Our study has several limitations that may influence the generalizibility of the results. First, the purposive sampling scheme used in the ACDP oversampled non‐gay‐identified MSM. Second, as mentioned, recruitment in public sex locations may have oversampled hustlers, drug‐injecting MSM, and other MSM at increased risk for HIV, hence, the reported prevalence of high‐risk behaviors cannot be generalized outside these locations. Third, data from only two metropolitan areas may not be representative of other cities. However, in our analyses, we did not find significant site‐specific differences. In addition, many of our findings are similar to those from studies of MSM in other cities.6,7,13,14,19,24 Nonetheless, our findings should be interpreted with these limitations in mind and should be used as a starting point for further studies of MSM at highest risk for HIV.
Finally, what may be the implications of our findings for prevention programs? Although HIV testing rates for non‐gay‐identified MSM were somewhat lower than for gay‐identified MSM in our study, most had had an HIV test. HIV counseling and testing services therefore are still an important opportunity for individual prevention efforts aimed at these high‐risk populations. The significance of HIV counseling and testing has recently been confirmed in a controlled study demonstrating a 20% reduction in the incidence of newly acquired sexually transmitted diseases among persons receiving a two‐session, client‐centered counseling intervention, compared with persons receiving standard education about sexually transmitted diseases.25 Although these findings may not be generalizable to our study population, it seems prudent to offer client‐centered, individual interventions to those seeking prevention services.
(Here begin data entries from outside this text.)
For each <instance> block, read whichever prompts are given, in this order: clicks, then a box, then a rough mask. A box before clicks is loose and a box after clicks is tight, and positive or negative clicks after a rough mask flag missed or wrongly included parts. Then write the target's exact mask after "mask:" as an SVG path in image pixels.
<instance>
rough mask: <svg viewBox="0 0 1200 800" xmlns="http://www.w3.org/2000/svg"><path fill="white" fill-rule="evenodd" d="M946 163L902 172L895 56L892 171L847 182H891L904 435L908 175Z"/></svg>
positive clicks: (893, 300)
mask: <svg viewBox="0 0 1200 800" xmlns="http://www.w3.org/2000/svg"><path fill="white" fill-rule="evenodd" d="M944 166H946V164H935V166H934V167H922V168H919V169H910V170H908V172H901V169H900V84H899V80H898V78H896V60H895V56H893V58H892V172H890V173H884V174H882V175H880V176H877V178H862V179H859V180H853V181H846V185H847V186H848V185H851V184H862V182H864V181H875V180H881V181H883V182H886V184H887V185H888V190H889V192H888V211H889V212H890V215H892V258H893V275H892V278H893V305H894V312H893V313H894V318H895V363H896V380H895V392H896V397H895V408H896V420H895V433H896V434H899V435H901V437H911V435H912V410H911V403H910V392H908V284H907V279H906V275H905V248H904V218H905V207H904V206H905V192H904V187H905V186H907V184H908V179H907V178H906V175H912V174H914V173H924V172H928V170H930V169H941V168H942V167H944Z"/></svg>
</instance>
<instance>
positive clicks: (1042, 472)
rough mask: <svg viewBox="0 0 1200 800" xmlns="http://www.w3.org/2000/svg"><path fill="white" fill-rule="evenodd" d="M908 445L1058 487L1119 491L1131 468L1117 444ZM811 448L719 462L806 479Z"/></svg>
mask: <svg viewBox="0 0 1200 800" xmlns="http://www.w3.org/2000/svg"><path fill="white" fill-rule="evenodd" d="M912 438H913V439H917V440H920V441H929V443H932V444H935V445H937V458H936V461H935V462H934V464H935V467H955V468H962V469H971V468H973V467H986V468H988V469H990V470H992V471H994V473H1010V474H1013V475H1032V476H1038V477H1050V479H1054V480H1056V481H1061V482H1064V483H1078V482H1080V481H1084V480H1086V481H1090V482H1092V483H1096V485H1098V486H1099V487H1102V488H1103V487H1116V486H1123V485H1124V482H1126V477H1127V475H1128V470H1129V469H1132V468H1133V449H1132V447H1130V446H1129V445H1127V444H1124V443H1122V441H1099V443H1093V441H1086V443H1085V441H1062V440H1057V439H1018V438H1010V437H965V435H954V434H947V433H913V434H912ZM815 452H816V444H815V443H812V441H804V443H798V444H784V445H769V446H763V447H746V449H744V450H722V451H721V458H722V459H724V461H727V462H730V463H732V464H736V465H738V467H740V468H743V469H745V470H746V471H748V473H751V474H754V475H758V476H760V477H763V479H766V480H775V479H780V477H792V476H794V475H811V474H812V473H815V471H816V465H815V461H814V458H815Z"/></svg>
However, many persons at highest risk for HIV are unlikely to use these services; even if they do, the opportunity for the reinforcement of preventive behaviors is usually small. As a result, the impact of these types of interventions, while effective, is likely to be limited. By contrast, community‐level interventions may be particularly suited to reaching high‐risk populations, as they expose all at‐risk persons to prevention messages regardless of their individual motivation to seek prevention services. Community‐level interventions aim to change the attitudes, norms, values, and environmental factors of a community through health communications, prevention marketing, community mobilization and empowerment, and environmental facilitation of safer behaviors through the provision of appropriate materials.26–28 Experience with these interventions for HIV prevention has been very encouraging,29–31 particularly among populations that are traditionally difficult to reach, such as drug injectors and non‐gay‐identified MSM.32
In conclusion, hustlers and drug‐injecting MSM constitute a small, but important portion of the MSM community. High‐risk behaviors and a relatively high prevalence of HIV put these men and their sex partners at increased risk for transmission or the acquisition of HIV infection. Innovative programs are needed to effectively intervene with this population.